ACT V. SCENE vi. (v. ii. 63-5.)

Oh perjur'd woman! Thou dost stone my heart,
And mak'st me call, what I intent to do,
A murder, which I thought a sacrifice.

This line is difficult. Thou hast harden'd my heart, and makest
me kill thee with the rage of a MURDERER, when I thought to have
sacraficed thee to justice with the calmness of a priest striking
a victim.

It must not be omitted, that one of the elder quarto's reads, "Thou
dost stone THY heart:" which I suspect to be genuine. The meaning
then will be, thou forcest me to dismiss thee from the world in
the state of the murdered without preparation for death, when I
intended that thy punishment should have been "a sacrifice" atoning
for thy crime.

I am glad that I have ended my revisal of this dreadful scene. It
is not to be endured.

The beauties of this play impress themselves so strongly upon the
attention of the reader, that they can draw no aid from critical
illustration. The fiery openness of Othello, magnanimous, artless,
and credulous, boundless in his confidence, ardent in his affection,
inflexible in his resolution, and obdurate in his revenge; the cool
malignity of Iago, silent in his resentment, subtle in his designs,
and studious at once of his interest and his vengeance; the soft
simplicity of Desdemona, confident of merit, and conscious of
innocence, her artless perseverance in her suit, and her slowness
to suspect that she can be suspected, are such proofs of Shakespeare's
skill in human nature, as, I suppose, it is vain to seek in any
modern writer.
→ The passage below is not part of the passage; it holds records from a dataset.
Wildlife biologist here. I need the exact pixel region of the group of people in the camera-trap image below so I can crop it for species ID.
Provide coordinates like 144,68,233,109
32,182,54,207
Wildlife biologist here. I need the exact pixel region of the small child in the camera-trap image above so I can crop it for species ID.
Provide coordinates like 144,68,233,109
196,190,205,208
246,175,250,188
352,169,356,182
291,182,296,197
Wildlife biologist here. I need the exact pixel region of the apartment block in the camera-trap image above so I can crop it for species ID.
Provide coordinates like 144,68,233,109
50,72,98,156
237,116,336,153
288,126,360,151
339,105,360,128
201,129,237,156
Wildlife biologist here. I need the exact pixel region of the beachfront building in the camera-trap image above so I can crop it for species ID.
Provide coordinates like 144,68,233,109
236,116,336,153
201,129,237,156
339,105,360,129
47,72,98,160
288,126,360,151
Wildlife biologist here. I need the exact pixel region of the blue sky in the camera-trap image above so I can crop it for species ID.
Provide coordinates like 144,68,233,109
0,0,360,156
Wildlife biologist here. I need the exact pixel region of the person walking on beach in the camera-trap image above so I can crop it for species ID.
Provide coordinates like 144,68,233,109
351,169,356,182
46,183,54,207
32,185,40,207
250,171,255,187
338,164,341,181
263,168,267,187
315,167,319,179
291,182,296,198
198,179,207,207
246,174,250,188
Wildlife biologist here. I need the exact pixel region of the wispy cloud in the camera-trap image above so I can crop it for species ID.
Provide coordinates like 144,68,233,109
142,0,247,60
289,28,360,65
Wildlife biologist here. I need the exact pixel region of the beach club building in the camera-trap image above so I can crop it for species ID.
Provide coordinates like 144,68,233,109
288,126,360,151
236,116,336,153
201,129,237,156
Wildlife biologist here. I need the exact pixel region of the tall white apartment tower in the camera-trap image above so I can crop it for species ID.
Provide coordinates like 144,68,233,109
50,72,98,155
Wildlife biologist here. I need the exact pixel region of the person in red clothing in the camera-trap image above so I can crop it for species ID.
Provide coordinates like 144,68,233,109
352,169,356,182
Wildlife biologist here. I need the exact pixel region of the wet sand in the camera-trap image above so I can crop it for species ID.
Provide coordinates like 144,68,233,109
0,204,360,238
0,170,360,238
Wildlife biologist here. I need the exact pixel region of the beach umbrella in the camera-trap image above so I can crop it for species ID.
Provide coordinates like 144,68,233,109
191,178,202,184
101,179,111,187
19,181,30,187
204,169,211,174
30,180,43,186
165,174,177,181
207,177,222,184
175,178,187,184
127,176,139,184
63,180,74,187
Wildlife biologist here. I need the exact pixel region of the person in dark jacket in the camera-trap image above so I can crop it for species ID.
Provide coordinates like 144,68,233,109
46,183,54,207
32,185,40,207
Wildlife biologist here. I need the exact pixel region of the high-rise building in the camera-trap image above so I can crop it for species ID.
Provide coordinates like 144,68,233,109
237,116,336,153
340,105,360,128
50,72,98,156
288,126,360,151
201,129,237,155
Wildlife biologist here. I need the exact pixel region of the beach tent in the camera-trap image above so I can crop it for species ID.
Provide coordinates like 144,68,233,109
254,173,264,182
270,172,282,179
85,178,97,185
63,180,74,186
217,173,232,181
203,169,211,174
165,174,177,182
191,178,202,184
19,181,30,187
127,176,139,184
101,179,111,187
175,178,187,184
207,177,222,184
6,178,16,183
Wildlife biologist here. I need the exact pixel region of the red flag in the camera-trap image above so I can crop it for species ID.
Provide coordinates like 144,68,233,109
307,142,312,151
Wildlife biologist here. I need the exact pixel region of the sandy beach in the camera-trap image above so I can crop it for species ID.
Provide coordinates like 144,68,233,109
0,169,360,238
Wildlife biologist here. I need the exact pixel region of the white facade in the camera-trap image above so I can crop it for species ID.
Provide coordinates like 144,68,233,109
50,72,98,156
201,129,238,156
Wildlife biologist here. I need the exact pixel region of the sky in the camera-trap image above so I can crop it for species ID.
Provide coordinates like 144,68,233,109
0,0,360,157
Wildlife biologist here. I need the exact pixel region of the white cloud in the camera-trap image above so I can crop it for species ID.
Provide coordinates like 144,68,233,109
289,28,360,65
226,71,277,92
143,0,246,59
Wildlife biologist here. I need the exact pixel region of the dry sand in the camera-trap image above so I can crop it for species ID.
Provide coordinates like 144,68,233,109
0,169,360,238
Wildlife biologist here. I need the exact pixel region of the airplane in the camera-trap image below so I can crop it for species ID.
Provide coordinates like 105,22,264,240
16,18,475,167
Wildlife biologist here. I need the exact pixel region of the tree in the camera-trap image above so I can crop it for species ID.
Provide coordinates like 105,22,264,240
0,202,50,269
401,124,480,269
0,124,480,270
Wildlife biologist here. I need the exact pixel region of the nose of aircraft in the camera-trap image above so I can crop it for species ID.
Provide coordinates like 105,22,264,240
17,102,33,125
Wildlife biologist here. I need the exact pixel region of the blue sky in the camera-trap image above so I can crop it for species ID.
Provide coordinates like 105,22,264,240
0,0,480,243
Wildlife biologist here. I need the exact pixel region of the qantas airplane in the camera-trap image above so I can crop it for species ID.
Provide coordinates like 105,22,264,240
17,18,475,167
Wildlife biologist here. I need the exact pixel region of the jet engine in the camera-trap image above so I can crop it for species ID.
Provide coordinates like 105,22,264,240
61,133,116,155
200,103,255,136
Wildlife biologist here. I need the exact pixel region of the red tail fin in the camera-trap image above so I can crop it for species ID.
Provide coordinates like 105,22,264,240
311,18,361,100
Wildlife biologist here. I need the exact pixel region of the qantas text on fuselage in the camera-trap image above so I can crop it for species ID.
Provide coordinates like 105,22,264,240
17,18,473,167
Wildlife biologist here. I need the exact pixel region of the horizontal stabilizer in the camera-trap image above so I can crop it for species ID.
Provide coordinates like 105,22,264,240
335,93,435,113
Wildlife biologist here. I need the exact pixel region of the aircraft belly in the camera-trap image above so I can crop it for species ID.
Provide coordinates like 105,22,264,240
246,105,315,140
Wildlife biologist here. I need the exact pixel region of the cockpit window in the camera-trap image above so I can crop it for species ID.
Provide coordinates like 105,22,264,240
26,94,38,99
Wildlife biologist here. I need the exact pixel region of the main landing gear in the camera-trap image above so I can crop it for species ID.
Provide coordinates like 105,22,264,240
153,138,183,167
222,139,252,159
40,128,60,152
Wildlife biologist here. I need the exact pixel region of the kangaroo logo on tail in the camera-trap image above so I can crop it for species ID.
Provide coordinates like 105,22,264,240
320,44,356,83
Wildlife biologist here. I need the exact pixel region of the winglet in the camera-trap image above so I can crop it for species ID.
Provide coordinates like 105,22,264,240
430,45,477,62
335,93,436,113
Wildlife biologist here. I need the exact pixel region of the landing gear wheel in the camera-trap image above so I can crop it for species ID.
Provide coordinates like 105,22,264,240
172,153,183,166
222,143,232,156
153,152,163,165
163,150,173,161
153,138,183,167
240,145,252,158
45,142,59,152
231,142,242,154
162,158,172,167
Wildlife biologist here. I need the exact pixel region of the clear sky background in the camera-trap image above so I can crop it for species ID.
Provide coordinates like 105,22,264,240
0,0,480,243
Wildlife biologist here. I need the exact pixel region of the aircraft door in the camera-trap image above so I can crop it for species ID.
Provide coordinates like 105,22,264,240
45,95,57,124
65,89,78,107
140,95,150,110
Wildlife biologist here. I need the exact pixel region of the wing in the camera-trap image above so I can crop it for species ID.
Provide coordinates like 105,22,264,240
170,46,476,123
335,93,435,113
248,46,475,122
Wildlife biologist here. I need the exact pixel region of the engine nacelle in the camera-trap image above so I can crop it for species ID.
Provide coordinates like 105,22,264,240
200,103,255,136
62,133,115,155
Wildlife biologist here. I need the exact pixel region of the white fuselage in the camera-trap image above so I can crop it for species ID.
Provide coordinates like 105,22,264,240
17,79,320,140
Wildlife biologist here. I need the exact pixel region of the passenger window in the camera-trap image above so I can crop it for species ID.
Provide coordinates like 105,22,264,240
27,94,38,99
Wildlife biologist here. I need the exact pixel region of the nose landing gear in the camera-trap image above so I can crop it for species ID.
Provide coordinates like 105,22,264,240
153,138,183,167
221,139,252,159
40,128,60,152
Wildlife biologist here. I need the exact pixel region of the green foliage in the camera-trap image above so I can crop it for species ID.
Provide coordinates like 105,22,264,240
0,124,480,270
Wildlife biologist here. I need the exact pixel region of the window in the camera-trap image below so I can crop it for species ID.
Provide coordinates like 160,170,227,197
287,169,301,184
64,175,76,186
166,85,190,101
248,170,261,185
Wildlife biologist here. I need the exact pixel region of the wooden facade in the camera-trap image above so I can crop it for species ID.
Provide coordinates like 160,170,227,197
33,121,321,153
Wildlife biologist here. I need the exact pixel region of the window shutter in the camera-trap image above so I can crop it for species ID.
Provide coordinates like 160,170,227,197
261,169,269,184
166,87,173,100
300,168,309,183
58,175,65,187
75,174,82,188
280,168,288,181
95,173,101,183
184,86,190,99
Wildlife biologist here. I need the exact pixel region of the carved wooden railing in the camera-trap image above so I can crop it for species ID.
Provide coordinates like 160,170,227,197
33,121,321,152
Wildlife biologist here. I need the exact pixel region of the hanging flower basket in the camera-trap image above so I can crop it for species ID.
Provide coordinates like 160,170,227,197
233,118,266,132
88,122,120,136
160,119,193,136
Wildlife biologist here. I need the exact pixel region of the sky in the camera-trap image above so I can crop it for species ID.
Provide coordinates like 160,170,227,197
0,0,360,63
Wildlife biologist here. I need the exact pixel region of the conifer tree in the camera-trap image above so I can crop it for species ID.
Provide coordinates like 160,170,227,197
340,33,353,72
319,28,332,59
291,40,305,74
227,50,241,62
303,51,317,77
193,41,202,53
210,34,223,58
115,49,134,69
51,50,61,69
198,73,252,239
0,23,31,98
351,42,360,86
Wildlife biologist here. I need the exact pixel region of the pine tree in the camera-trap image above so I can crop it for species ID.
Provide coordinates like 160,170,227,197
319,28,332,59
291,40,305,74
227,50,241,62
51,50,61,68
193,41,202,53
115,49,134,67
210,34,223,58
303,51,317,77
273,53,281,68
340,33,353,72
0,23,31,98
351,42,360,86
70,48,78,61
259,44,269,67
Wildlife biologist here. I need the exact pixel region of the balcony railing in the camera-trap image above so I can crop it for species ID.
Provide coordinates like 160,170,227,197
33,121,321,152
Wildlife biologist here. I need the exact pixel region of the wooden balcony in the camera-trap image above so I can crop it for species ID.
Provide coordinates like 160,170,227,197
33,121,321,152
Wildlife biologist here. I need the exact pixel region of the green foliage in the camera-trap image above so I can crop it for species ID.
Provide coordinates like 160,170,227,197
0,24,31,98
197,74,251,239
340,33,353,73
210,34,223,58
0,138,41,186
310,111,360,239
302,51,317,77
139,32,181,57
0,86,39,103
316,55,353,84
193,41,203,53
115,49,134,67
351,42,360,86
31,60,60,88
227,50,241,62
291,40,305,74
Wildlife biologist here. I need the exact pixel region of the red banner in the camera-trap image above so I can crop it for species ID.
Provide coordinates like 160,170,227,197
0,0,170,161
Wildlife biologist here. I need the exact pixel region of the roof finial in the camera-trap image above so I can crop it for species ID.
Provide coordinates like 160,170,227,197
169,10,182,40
The gradual progress which Iago makes in the Moor's
conviction, and the circumstances which he employs to inflame him,
are so artfully natural, that, though it will perhaps not be said
of him as he says of himself, that he is "a man not esily jealous,"
yet we cannot but pity him when at last we find him "perplexed in
the extreme."

There is always danger lest wickedness conjoined with abilities
should steal upon esteem, though it misses of approbation but the
character if Iago is so conducted, that he is from the first scene
to the last hated and despised.

Event he inferiour characters of this play would be very conspicuous
in any other piece, not only for their justness but their strength.
Cassio is brave, benevolent, and honest, ruined only by his want
of stubbornness to resist an insidious invitation of Rodegigo's
suspicious credulity, and impatient submission of the cheats which
he sees practised upon him, and which by persuasion he suffers to
be repeated, exhibit a strong picture of a weak mind betrayed by
unlawful desires, to a false friend and the virtue of AEmilia is
such as we often find, worn loosely but not cast off, easy to commit
small crimes, but quickend and alarmed at atrocious villanies.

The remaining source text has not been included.